I'm just getting back from a quick trip to Virginia, where I spoke on two panels Friday: one about writing about dogs, the other about disasters. At the end of the dog event, someone said something to me about "92." I thought they were saying that's how many people attended. Later someone said that's how many copies of my book were sold. I'm assuming that included sales during the previous week. I certainly didn't sign that many. There were two left at the end, which would add up to four cases total, so maybe it is true. I went directly from that event (at the Senior Center) to Barnes and Noble for the disaster panel, which included Katharine Weber and her novel Triangle. There were three copies of my book on display. This made me relax. Certainly I could manage to sell three copies. Later, the manager came to apologize: they had sold thirty copies in the previous two days, after having reordered earlier in the week. I find all of this bewildering, since the book has been out for a while. A year, in fact.

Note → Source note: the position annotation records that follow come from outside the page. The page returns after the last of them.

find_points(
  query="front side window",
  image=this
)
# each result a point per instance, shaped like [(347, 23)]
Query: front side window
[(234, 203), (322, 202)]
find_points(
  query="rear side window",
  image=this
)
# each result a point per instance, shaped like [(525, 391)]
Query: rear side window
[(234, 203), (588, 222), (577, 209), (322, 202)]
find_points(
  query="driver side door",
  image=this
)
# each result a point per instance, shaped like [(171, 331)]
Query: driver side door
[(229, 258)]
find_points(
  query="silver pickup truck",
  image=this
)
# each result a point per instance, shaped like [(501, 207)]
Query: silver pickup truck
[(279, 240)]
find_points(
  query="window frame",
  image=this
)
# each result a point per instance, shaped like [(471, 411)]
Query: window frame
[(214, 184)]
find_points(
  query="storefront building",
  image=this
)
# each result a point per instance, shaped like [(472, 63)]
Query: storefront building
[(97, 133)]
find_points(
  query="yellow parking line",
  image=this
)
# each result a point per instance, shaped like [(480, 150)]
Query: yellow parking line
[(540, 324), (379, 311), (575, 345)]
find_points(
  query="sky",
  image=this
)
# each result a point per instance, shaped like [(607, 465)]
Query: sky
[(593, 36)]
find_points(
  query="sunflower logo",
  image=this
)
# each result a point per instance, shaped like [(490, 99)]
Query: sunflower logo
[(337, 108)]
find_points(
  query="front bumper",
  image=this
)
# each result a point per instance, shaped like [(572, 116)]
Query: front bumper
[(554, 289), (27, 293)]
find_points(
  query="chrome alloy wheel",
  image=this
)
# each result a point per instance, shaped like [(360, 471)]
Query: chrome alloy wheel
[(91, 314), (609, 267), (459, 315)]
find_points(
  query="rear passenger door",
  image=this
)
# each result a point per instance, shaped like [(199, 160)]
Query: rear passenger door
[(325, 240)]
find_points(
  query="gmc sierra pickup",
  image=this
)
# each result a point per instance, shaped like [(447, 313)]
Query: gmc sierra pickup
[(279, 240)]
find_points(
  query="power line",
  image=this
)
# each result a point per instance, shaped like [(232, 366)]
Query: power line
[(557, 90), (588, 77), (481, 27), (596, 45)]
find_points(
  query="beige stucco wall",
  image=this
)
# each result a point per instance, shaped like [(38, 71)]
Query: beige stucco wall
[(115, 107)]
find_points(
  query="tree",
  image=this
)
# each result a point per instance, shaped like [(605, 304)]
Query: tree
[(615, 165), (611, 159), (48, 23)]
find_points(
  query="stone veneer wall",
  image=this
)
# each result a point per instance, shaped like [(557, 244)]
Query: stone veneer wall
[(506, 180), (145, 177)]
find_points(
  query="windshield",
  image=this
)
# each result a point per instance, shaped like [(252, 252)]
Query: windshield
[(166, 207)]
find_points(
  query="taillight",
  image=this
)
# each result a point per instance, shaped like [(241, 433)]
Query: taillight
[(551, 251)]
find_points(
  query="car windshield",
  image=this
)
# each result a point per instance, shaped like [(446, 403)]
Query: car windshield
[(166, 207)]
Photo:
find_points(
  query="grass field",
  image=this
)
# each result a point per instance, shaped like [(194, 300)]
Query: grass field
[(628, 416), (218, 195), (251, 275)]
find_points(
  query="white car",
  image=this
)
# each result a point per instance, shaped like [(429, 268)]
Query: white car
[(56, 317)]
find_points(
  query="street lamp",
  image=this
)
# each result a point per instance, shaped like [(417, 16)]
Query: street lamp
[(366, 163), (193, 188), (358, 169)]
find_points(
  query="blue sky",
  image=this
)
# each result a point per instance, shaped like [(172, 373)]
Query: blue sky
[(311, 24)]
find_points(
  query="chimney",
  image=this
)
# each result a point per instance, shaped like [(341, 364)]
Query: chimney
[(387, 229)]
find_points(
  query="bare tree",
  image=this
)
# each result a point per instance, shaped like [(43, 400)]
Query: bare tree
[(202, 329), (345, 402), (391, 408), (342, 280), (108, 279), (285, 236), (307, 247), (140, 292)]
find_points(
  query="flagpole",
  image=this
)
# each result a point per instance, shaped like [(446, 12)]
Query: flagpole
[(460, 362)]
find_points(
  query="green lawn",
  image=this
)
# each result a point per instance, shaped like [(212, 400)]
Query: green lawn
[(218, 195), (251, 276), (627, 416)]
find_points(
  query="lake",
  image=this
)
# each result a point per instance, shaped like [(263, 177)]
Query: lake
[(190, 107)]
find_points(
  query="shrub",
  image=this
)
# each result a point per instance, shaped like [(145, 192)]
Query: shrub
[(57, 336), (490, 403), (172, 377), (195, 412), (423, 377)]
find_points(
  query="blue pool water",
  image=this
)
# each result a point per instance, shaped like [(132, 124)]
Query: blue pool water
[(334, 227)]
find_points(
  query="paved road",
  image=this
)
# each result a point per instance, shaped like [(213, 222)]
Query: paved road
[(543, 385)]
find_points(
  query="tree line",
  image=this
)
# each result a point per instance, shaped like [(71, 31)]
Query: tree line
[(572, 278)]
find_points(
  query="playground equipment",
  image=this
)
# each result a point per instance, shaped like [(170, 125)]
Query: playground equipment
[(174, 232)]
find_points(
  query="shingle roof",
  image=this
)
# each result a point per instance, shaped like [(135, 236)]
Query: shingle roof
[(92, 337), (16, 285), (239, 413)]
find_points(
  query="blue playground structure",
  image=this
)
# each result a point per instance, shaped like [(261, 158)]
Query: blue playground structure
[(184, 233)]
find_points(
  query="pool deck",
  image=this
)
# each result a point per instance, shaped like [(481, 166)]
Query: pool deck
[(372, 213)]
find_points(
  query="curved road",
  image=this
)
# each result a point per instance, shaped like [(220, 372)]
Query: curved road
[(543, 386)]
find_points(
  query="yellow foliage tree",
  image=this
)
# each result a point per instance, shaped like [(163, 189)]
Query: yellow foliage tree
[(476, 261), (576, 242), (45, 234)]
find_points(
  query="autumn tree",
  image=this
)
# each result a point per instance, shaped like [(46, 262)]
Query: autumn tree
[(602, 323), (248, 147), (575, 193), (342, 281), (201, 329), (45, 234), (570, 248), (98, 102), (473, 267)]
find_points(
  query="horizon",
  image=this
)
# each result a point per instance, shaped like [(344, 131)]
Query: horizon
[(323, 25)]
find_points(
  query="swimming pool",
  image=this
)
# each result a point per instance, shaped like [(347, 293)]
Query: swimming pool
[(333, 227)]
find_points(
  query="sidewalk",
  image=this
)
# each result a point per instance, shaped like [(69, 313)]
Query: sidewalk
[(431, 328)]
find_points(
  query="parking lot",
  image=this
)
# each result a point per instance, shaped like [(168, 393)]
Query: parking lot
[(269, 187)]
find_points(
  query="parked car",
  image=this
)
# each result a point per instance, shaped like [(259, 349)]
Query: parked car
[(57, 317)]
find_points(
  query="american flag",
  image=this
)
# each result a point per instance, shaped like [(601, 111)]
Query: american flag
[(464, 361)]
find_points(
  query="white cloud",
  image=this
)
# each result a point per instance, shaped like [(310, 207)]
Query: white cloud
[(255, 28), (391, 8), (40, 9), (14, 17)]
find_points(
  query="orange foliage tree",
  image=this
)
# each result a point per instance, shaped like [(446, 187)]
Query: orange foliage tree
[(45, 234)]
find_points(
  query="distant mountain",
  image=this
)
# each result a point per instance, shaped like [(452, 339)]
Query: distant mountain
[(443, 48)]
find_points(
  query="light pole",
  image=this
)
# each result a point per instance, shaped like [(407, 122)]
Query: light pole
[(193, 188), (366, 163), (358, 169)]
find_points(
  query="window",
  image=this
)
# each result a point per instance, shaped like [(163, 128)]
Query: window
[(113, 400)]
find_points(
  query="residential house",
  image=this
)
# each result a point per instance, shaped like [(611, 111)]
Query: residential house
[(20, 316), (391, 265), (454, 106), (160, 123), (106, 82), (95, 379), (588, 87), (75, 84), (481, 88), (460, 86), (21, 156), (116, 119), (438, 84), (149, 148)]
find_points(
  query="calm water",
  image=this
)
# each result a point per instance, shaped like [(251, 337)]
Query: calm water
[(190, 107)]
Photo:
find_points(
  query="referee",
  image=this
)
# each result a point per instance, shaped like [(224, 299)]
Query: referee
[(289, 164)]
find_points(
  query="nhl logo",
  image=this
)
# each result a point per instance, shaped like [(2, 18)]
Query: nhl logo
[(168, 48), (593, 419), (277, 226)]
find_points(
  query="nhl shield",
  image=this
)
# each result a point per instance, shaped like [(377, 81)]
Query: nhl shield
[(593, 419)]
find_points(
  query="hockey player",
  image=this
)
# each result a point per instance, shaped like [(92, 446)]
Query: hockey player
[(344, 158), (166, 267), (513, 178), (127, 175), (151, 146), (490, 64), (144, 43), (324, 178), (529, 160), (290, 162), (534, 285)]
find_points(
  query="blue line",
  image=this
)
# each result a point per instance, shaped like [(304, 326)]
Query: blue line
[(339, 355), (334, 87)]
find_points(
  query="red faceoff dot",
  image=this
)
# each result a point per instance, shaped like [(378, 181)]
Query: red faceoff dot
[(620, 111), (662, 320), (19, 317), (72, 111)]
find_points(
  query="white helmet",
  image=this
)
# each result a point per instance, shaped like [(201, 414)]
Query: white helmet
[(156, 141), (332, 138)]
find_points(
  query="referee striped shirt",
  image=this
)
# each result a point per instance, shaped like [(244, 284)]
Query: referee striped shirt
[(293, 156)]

I got to catch up with some old friends, including Micheal Lowenthal and Gabriel Brownstein, and met a number of friends of friends and agents of friends and regular people and pit bulls out on the pedestrian mall. And then last night went to the big reception at the home of the president of UVa, where Nancy, who runs the festival, told me that my friend Amanda Davis had been on her way to the festival four years ago when her plane crashed, killing Amanda and her parents. I spent the rest of the evening thinking of Amanda, and how strange it was that I was there now, instead of her.
On a brighter note, I received a great email from a man who has been traveling the country via motorcycle with his brindle pit bull Spirit riding--safely--in the side-car. They ended up camping near the Best Friends Animal Sanctuary, where he found a copy of The Dogs Who Found Me at the gift shop. (They have a supply of signed copies there.) I'm hoping to get a photo of Spirit to post here later.